The Denim Blazer

A half-French colleague of mine recently gave me an efficient lowdown on Nîmes: “Easily the snobbiest city in France – outside of Paris, of course.”

“It’s not really a proper city either” she said  “it’s just a town. I think the people of Nîmes want you to think it is a city though, to think it is important.”

It’s not hard to see why local residents might think a lot of themselves. Nîmes is an ancient place, civilised since 4000BC. A mere few thousand years later, it became an important Roman settlement and remains of the Roman Empire, including an amphitheatre and a Roman temple, are the main reason why Nîmes is one of the most popular tourist destinations in France.

However, Nîmes is most famous for it’s creation of the fabric that is worn by millions of people around the world; serge de Nîmes, now commonly known as ‘denim.’ It is continually amusing that something which is largely seen as an American working-class fashion invention actually has it’s origins in a snooty town in Languedoc-Roussillon.

Though it is largely used, in a variety of styles, for making ubiquitous ‘jeans’, real denim is a beautiful fabric which is perfectly suited to other sartorial creations, notably the shirt, but also, the blazer.

I must admit, when I began to assemble my ideal wardrobe, I did not expect that it might eventually include a denim blazer. Corduroy jackets, yes; navy flannel, yes; denim? Hmm. It was always one of those ‘maybe later’ choices for me, something to consider once the big pieces were in place. However, recently, I have realised how fabulous and adaptable to modern fashions a denim blazer can be.

A lot of prejudice against denim ‘beyond the jean’ originates with the craze for all-over denim outfits and the matching denim twinsets that plagued the fashion world throughout the late 1980s and early 1990s. Since then, denim ‘beyond the jean’ has largely been banished by fashion, with the effect that denim jeans are now replacing cotton and wool trousers to be worn with wool blazers, corduroy and tweed. However, there has been a bit of a backlash against blue denim jeans – not least because of their somewhat depressing ubiquity. Those who are of a self-conscious sartorial bent are wont to criticise the continuing craze for jeans citing their relative discomfort and inelegance.
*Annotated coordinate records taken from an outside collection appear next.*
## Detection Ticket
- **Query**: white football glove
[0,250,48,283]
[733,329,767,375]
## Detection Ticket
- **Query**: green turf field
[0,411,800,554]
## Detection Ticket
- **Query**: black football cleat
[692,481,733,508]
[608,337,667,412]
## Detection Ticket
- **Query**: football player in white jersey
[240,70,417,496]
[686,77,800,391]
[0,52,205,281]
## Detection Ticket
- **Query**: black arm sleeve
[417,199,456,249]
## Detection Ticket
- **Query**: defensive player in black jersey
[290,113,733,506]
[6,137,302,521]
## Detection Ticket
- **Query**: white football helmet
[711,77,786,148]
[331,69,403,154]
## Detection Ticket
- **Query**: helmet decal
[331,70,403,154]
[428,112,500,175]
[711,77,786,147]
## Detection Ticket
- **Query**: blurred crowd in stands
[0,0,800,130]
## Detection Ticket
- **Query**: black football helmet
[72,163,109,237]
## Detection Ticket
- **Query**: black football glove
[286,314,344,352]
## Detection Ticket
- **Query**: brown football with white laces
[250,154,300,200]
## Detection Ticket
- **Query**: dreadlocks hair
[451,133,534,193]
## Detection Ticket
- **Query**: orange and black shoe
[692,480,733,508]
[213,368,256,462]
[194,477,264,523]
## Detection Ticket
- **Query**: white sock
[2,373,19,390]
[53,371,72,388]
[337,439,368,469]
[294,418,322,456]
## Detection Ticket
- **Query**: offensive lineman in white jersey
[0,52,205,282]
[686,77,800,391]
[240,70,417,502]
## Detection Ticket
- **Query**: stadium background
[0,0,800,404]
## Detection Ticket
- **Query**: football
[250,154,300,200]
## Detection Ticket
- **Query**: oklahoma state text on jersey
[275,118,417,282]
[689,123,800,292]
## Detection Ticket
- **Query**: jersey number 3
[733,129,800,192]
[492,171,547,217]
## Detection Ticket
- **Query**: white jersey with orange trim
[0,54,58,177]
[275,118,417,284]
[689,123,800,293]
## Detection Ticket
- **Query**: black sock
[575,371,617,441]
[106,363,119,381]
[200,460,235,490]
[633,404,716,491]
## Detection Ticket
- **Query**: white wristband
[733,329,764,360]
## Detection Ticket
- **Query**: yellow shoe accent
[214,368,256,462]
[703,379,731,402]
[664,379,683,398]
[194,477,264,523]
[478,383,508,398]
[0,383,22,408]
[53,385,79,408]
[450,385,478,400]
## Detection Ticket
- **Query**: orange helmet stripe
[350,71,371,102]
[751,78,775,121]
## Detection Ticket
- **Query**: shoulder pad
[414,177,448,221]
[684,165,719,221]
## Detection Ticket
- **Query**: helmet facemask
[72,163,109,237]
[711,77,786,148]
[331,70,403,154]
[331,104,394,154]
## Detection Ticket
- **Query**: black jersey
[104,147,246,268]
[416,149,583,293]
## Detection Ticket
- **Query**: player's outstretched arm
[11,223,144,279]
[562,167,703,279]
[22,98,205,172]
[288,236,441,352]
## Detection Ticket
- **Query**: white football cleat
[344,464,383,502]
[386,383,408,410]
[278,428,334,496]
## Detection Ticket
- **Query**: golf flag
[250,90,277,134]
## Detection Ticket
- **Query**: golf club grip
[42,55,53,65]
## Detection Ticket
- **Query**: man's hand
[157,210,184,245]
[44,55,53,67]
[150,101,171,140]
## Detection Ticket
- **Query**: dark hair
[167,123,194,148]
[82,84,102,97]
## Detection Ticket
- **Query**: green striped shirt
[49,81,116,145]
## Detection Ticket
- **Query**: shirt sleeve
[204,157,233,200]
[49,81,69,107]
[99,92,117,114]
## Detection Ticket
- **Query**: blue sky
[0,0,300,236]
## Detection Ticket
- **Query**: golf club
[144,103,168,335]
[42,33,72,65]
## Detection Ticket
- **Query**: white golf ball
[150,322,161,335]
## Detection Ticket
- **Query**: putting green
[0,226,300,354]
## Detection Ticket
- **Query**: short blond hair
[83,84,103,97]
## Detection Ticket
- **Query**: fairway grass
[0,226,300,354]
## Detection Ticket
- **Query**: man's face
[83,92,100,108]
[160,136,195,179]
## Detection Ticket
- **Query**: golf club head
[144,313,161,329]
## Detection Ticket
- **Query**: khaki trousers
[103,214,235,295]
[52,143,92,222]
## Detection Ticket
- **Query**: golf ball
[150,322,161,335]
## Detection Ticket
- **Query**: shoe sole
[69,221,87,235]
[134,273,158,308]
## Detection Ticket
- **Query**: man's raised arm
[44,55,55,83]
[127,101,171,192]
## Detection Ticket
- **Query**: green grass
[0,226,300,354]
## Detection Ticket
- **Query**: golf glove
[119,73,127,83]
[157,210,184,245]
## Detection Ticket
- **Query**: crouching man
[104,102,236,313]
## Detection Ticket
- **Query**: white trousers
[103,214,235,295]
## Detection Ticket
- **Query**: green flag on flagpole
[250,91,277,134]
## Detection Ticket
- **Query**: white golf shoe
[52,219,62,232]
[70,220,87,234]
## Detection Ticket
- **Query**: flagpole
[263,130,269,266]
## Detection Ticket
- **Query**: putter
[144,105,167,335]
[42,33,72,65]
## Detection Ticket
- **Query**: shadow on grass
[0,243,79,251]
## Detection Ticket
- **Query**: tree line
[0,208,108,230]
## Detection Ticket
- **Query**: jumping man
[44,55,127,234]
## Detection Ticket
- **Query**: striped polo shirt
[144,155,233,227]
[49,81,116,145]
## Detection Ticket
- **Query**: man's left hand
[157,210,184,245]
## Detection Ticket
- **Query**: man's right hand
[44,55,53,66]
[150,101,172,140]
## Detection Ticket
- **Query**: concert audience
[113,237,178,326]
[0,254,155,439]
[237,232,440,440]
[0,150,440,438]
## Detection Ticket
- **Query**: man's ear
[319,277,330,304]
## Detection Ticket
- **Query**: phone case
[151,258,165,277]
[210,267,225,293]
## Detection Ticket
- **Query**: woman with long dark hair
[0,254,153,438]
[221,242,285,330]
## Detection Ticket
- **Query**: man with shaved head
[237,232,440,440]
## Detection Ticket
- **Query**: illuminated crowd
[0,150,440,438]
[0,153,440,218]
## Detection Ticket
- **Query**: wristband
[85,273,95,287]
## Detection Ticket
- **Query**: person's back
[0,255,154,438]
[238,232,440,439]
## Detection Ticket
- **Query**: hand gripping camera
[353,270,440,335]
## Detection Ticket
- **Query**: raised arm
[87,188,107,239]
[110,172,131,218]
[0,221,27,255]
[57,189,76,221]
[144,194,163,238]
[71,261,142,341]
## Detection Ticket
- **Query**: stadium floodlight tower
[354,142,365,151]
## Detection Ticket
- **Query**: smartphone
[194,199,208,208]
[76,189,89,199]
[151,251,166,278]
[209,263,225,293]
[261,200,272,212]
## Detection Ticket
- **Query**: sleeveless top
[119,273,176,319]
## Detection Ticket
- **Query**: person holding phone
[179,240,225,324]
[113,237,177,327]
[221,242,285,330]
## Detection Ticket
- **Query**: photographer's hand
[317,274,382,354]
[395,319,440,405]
I am somewhat ambivalent. I still like wearing jeans on occasion, but I do see the argument that the convenience and appeal of jeans is overrated. Consequently, there are simply hundreds of occasions on which a denim blazer is now an appropriate choice for an ensemble, considering the fact that I am not encumbered by the requirement to contrast a varying shade of indigo.
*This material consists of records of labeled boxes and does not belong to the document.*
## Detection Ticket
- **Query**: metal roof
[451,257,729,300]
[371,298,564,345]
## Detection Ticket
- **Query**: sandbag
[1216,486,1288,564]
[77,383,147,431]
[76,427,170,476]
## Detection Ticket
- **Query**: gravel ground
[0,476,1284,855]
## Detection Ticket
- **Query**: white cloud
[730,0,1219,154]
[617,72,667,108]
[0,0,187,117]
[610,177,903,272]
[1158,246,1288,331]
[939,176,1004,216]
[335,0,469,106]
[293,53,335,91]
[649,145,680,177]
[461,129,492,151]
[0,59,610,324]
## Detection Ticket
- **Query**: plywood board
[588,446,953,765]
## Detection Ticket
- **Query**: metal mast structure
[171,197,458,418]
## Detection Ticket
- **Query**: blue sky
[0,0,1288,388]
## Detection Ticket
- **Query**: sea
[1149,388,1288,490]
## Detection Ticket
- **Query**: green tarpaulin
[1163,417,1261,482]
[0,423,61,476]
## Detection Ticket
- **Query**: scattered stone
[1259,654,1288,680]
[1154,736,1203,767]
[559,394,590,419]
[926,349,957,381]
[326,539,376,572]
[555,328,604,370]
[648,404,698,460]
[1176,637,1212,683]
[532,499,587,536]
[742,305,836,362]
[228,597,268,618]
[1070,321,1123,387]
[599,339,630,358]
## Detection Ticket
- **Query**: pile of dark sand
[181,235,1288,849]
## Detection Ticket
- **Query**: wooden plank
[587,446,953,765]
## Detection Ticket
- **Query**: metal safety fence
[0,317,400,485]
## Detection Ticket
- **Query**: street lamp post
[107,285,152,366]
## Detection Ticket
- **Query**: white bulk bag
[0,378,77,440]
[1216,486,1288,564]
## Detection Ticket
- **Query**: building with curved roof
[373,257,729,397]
What this means is that the indigo denim blazer is now a wardrobe ideal, to be deployed when the character of the beautiful serge de Nîmes fabric sets a fitting contrast to a pair of polo-white jeans or straw coloured linens. The thing about denim blazers is that they have that lovely, faded character around the edges. The heavy stitching and patch-pockets are indicative of the casual origins of denim garments but, their presence on a blazer – which, as a cut, is still the most elegant item of clothing in a gentleman’s wardrobe – is a perfect marriage of that hearty, smoky American working-class and the haughty nobility of the grand ville of Nîmes.